Feral Cat Summit 2005 is Coming

IDA - in partnership with The Humane Society of the United States
(HSUS), the American Society for the Prevention of Cruelty to
Animals (ASPCA), the Alliance for Philadelphia's Animals and the
Mayor's Alliance for New York City's Animals - is proud to co-
present the 2nd Annual National Feral Cat Summit. This one-day
conference will feature presentations and workshops by feral cat
experts and Trap-Neuter-Return (TNR) leaders from around the
country, including Esther Mechler (SPAY USA), Dr. Margaret Slater
(Texas A&M University professor), Kit Jenkins (PETsMART Charities),
Anitra Frazier (author of "The New Natural Cat"), Bryan Kortis
(Neighborhood Cats) and IDA's Valerie Sicignano. Presentations will
emphasize practical information and instruction to help participants
more effectively advocate for feral cats and implement TNR programs
in their communities.

What: 2nd Annual National Feral Cat Summit 2005
When: Saturday, October 15 from 9:00 a.m. to 6:00 p.m.
Where: Wyndham Philadelphia at Franklin Plaza, 17th & Race Streets,
Philadelphia, Penn. (click here for directions)

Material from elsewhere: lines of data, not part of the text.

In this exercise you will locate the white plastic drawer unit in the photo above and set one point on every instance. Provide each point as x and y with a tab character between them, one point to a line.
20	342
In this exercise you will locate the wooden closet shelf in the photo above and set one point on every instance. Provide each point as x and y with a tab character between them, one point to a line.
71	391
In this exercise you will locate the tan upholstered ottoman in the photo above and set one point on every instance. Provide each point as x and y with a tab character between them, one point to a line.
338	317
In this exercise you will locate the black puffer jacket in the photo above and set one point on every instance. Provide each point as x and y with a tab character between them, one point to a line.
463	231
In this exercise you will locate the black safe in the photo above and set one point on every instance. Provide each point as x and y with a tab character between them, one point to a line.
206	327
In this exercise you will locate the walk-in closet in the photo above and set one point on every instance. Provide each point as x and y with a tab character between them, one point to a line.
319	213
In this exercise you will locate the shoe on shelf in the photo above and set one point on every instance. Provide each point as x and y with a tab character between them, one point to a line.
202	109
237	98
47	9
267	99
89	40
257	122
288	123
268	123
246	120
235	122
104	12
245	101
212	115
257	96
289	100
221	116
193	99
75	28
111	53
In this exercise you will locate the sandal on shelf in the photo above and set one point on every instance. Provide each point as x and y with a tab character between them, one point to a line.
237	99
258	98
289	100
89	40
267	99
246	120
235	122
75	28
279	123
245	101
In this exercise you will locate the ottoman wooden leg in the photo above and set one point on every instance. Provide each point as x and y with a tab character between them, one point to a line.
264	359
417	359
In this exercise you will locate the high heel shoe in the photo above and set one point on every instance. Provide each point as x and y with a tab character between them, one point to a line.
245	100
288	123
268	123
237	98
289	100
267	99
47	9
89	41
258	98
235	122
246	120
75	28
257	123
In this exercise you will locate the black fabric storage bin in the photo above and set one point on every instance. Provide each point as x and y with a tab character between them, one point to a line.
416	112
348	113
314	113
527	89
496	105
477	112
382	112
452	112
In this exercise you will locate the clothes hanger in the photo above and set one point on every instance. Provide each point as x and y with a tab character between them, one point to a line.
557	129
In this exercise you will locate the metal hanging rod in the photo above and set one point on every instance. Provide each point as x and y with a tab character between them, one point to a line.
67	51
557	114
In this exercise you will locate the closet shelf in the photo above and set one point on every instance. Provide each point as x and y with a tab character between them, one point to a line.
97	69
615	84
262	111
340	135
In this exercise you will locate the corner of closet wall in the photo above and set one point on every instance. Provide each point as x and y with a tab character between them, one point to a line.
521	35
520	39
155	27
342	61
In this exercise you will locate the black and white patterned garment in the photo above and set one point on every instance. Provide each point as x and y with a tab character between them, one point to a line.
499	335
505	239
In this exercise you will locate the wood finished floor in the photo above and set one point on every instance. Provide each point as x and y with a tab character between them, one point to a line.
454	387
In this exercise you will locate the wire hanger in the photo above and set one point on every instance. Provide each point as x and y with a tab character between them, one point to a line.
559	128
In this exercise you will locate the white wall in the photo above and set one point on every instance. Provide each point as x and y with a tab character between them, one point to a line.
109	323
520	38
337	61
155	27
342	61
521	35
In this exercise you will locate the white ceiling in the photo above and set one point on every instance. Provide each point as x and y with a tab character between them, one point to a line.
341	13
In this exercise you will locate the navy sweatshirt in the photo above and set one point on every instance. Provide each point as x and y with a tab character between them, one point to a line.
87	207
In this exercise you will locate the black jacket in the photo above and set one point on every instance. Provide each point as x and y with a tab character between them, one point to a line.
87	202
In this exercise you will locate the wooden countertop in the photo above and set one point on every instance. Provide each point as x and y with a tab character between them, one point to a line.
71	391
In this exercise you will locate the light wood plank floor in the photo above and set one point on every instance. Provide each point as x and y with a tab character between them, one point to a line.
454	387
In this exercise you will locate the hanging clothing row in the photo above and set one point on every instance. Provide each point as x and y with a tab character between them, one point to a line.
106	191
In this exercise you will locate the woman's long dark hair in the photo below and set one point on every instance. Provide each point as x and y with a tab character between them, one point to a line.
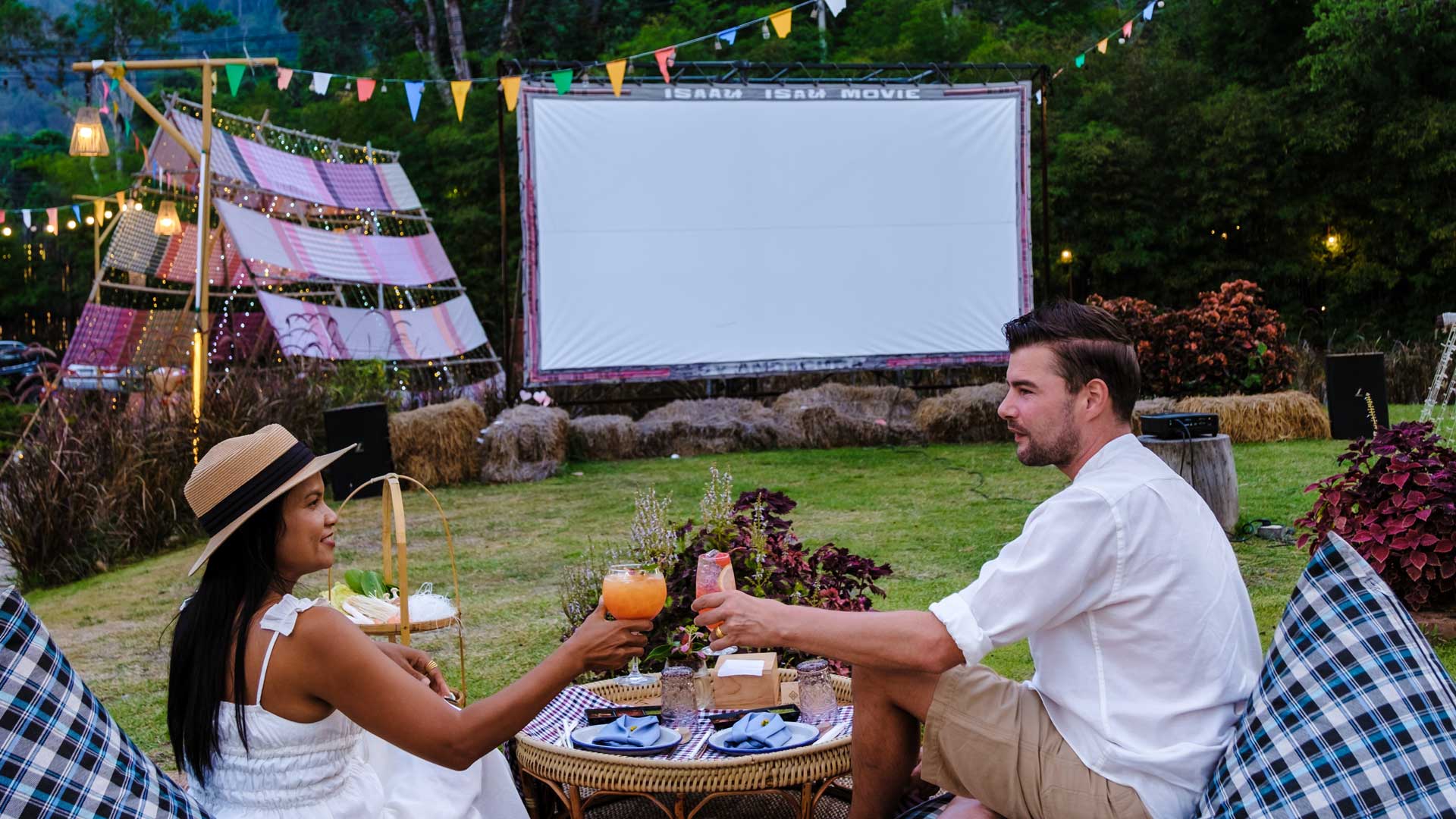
239	575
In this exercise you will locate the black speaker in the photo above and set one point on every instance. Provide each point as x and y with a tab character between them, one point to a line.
1348	378
366	425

Registration is $40 before September 1 and $50 thereafter (the
registration fee includes a vegan lunch). For the complete program
and registration information, please visit www.neighborhoodcats.org.


----------



## Blynkk (Aug 5, 2005)

I was thinking of going, is anyone else contemplating it? Has anyone attended the previous conference? What did they think?


----------